The worst is yet to come. While Hugo Chavez and Venezuela's central bank continue to inflate the money supply in an effort to forestall disaster, prices will continue to rise. The inevitable conclusion is hyperinflation, as consumers and businessmen begin to fear that inflation will continue indefinitely.

By this time, it should be clear that monetary inflation is not a method by which to increase production. By printing money, the government does not simultaneously produce capital goods. The belief that further inflation in Venezuela will spur investment is completely detached from reality. The pitfalls of the printing press were already well illustrated by the recent collapse of Zimbabwe.
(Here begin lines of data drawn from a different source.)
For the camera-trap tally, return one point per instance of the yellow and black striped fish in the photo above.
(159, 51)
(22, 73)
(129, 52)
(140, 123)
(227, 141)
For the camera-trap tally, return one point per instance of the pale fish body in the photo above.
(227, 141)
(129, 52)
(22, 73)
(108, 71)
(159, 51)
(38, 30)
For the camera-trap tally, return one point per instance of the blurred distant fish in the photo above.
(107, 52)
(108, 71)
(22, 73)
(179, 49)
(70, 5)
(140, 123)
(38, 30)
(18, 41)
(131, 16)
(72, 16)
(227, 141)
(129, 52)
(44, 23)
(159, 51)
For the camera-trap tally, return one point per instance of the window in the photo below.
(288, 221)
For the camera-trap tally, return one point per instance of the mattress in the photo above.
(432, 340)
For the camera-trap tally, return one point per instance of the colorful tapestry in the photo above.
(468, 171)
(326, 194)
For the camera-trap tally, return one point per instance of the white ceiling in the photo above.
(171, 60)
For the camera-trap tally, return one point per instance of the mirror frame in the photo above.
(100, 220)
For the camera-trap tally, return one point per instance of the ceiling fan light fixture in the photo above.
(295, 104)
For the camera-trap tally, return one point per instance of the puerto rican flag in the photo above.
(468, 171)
But, surely printing more money will allow investors to buy more capital goods? Knowing that the supply of capital, during a specific moment in time, is fixed, by giving certain entrepreneurs more money it will only allow them to bid capital away from other entrepreneurs. Furthermore, over the long run an increase in money will, at best, cause the price of capital to adapt to the increase in the supply of money. There is no physical increase in the volume of capital available to entrepreneurs.
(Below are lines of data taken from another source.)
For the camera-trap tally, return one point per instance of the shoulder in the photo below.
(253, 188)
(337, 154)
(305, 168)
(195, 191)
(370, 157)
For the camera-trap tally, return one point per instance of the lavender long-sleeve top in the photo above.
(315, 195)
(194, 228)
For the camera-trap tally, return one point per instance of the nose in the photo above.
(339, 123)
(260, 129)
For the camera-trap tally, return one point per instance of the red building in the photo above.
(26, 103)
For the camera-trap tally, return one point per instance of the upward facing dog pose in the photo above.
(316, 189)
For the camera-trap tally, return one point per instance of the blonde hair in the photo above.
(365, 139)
At first, an increase in the supply of money will cause entrepreneurs to invest into capital goods and lengthen the structure of production. This leads to the intertemporal discoordination predicted by the Austrian business-cycle theory, and an inevitable bust. A central bank can avoid the bust by continuing to inflate the money supply at an accelerating pace, but this can only end in a crisis of confidence and hyperinflation.
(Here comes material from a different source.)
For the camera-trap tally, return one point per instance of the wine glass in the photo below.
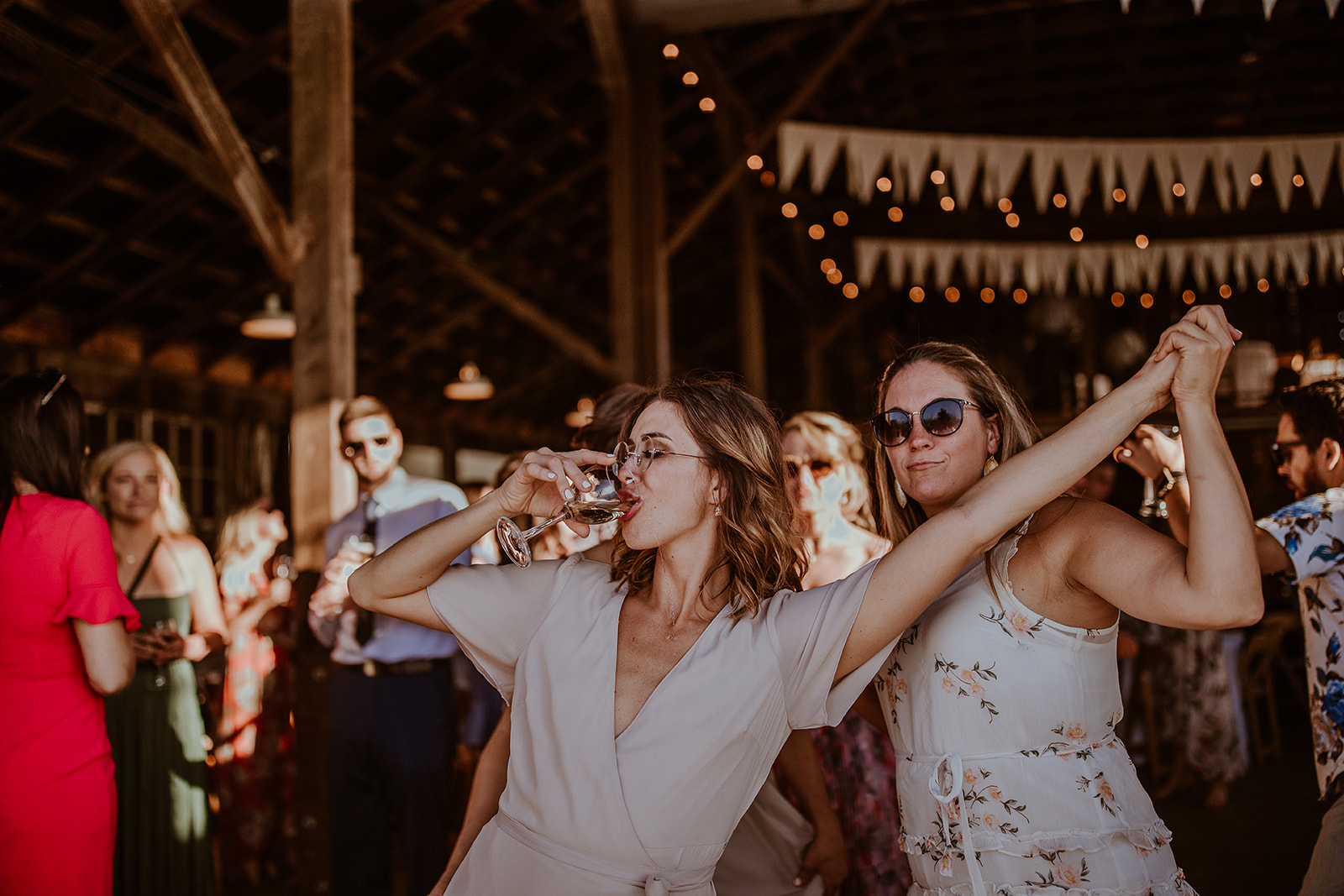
(159, 627)
(600, 504)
In Venezuela's case, further monetary expansion is unlikely to lead to increased investment — even malinvestment. Venezuela's private sector has been crushed by nationalization, regulation, and price fixing. The majority of newly created money goes towards a development fund known as FONDEN. Money transferred to FONDEN is used to finance a myriad of infrastructure projects. For example, of the 98.9 billion bolívars comprising the money supply in December 2009, over 57 billion were allotted to FONDEN. Around 36.4 billion bolívars were represented by coins and bank notes in circulation.

Most new bolívars go directly towards the consumption of capital, rather than towards investing capital and lengthening the structure of production. In other words, inflation is helping to directly deplete the existing stock of capital in Venezuela by subsidizing its consumption. So, instead of at least offering the illusion of prosperity, the Venezuelan government is directly contributing to the visible impoverishment of society.

Venezuelan End Game

Mark Weisbrot correctly suggests that the Venezuelan economy is not in the same position as the Greek economy. While the Greek government's ability to fund its spending is constricted by its lack of a sovereign central bank, Hugo Chavez's Venezuelan junta has the luxury of printing as much money as it needs. But this slight difference is not enough to justify the belief that Venezuela is somehow poised to begin an economic recovery.

Venezuela's market has been absolutely flattened by an overburdening government. Nationalization turned vibrant industries into dead factories, while regulations and price fixing crushed what remained of the private sector. With no true recovery possible, the regime has turned to the printing press as the solution to its economic problems. But, as events clearly show, this has not led to prosperity. It has only led to further suffering, as inflation quickly erodes Venezuelan savings and further damages Venezuelan industry.

Far from the recovery claimed by Mark Weisbrot, the continuation of current fiscal and monetary policies will bring immeasurable pain upon the people of Venezuela. Unless Hugo Chavez's government suddenly ends spending and returns to a free market, the most likely conclusion to current events in Venezuela is a crisis of interventionism, as the bolívar collapses and the government finds it more and more difficult to fund itself.